The New Awakened Me

I have become child- like.

Exactly how I was in my teens. I just didn’t realize when I had; unless I had become a recluse. Anytime I sit and think about that “when”, I get to read my life book backwards. It just doesn’t stop at anyone instance or time. It keeps moving like a fire- dragon ancience. The deeper I go, the deeper I get pulled. I only got to know of my having changed to a completely bound- within woman, when I changed back to self!

I have undergone a huge change after I started to write last year- end of March to be precise. Ever since, I have had my share of realizations hitting me faster than before.

I have opened up as how a young kid is.

I am once again ready to research, experiment and explore. I no longer feel depressed. The very reasons that had made me sulk have given birth to a New Me. My solitude and solidarity turned out to be more than any blessing in disguise. It was as if a box full of a whole new universe was waiting for me to discover!

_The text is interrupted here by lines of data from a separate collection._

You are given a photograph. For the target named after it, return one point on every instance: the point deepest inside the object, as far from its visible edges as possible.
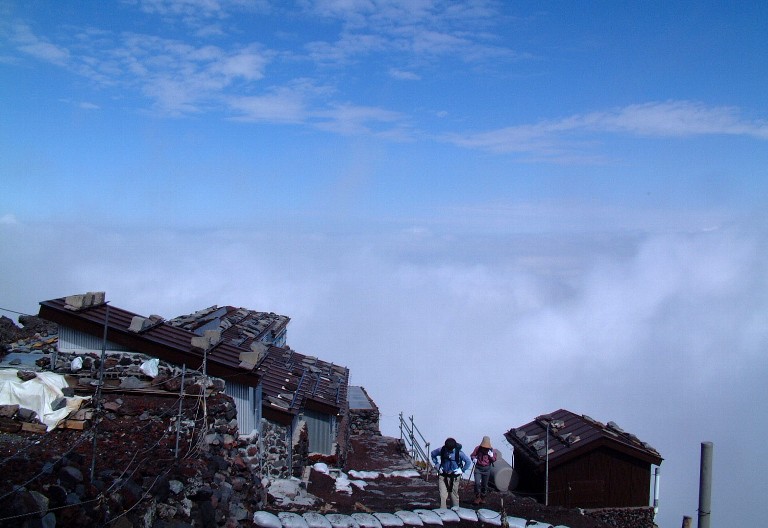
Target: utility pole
(705, 485)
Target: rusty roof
(571, 435)
(290, 381)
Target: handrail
(409, 434)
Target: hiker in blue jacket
(453, 463)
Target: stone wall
(624, 517)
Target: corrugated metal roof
(290, 381)
(571, 435)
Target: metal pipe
(705, 485)
(181, 402)
(97, 395)
(546, 478)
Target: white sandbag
(517, 522)
(316, 520)
(466, 514)
(389, 520)
(149, 367)
(366, 520)
(77, 364)
(410, 518)
(406, 473)
(266, 520)
(447, 515)
(428, 517)
(339, 520)
(370, 475)
(489, 516)
(292, 520)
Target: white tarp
(37, 395)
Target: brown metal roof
(571, 435)
(290, 381)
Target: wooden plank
(34, 428)
(74, 424)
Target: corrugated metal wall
(320, 428)
(72, 341)
(248, 403)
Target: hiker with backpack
(483, 457)
(453, 463)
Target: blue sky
(575, 190)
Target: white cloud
(403, 75)
(31, 44)
(657, 119)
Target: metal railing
(415, 443)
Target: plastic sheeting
(37, 395)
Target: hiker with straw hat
(483, 457)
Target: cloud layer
(664, 334)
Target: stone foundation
(624, 517)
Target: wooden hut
(588, 464)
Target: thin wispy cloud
(670, 119)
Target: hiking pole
(472, 473)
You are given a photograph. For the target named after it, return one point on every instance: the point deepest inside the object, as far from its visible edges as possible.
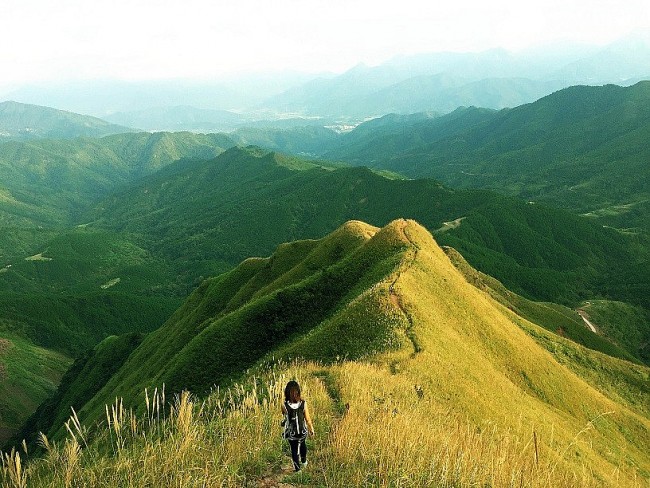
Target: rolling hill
(582, 148)
(19, 121)
(47, 182)
(400, 339)
(204, 217)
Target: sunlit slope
(266, 306)
(473, 357)
(444, 385)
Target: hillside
(47, 182)
(19, 121)
(207, 216)
(29, 375)
(402, 340)
(582, 148)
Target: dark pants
(298, 447)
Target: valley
(175, 261)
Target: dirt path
(396, 299)
(585, 318)
(276, 477)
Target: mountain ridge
(22, 121)
(409, 340)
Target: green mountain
(29, 375)
(20, 121)
(47, 182)
(204, 217)
(389, 335)
(582, 148)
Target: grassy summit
(444, 385)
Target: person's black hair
(292, 392)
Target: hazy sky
(140, 39)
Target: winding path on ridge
(395, 298)
(275, 478)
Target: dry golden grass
(470, 399)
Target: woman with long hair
(297, 423)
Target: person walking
(297, 423)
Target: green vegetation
(85, 377)
(204, 217)
(48, 182)
(627, 325)
(28, 375)
(557, 414)
(556, 318)
(582, 148)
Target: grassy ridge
(28, 375)
(208, 216)
(486, 398)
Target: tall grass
(393, 436)
(227, 439)
(390, 435)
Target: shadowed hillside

A lot of grudges have left me.

Instead, loads of self- contentment has filled me in. I have made efforts locating all my contacts yet again. It didn’t matter anymore that they had affected my state of being at one time. With the newer realizations giving me fresh perspective of the past matters (which still has their massive branches swaying in my present), I am now thankful to all of them. How else would I have become what I am today?

Writing creates effect of magic like tricks.

Posting my past experiences and present day “developments” in my Blog has definitely given me a language to communicate, express and speak with every one and all; without really getting involved with the person on a very personal level per se. Writing them all has made me realize a lot of things that I could not decipher at the time of undergoing those. My brooding combined with blogging has definitely given me a greater understanding of things.

I feel I am becoming invincible.

I have realized that I have mastered the art of being indifferent. Nothing moves me. I feel liberated. I don’t need reasons (anymore) to celebrate. I have learnt to stay consumed in my own state of super- bliss. Sadness doesn’t affect me any longer.

Awakening has struck me.

They all thought I’ll perish.. here I am- I have flourished!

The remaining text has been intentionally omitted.